Import worry just doesn’t work as an argument for policies essential to the expansion of US production.

In fact, it regularly succeeds as an argument to forget about expanding production and to quit using oil altogether—a popular fantasy with inexplicably strong influence over policy-making.

Consider the House Select Committee on Energy Independence and Global Warming.

The group’s web site disparages oil imports for the usual reasons—funding of terrorists, profits for totalitarian regimes, intensifying competition for petroleum resources.

And, typically, it neglects to mention the economic goodness that the US forgoes with however much oil it imports instead of producing in off-limits areas such as 85% of the Outer Continental Shelf and the Arctic National Wildlife Refuge coastal plain.

If imports are so bad, why doesn’t the US open the closed areas to boost domestic production?

According to the committee, it can’t. The web site ludicrously compares US oil reserves (12th highest in the world) with total Middle Eastern reserves and implies that US production (third highest in the world) can’t increase—although it did so last year.

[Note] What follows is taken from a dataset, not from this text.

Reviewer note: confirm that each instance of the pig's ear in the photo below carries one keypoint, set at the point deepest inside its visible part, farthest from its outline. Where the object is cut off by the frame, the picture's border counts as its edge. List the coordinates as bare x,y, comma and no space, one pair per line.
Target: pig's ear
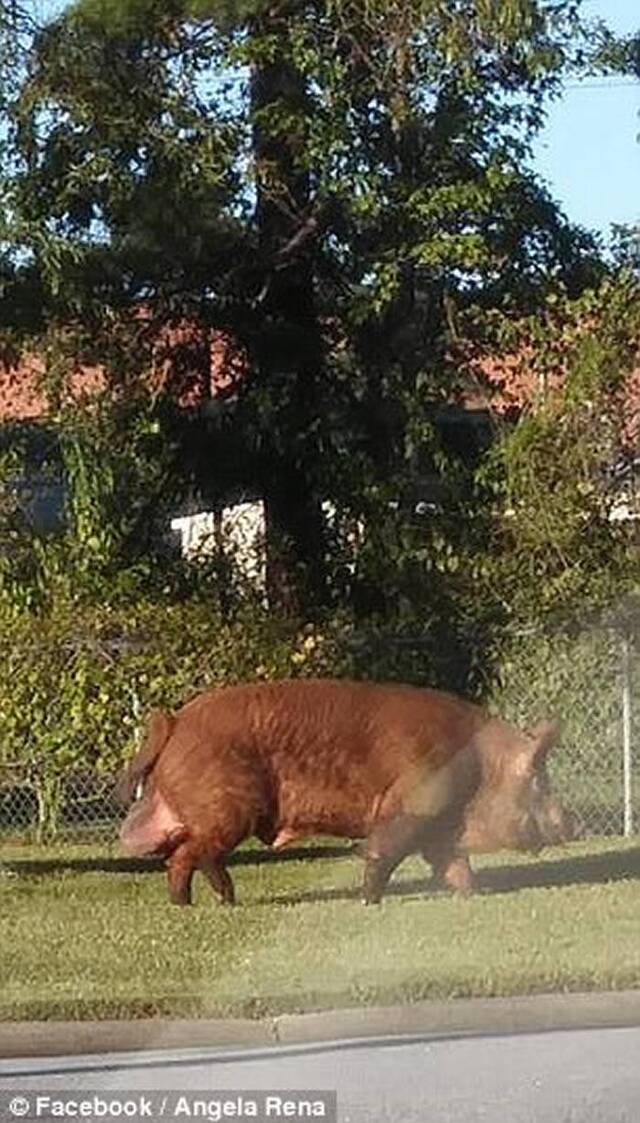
160,724
158,729
542,737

The committee further characterizes the potential of ANWR—the coastal plain resource of which the US Geological Society estimates at 11.6-31.5 billion bbl of oil in place—as “a drop in the bucket in reducing the amount of imported oil.”

It’s no surprise that an outfit with this sense of proportion should think conservation and alternative energy by themselves can meet all US energy needs. They can’t. Yet the view prevails. The US has a new energy law that boosts alternative energy sources and tinkers with consumption but says nothing about leasing of ANWR or locked-up expanses of the OCS.

The industry needs a new argument—maybe something that relates oil supply to a public concern less abstract than imports, like price.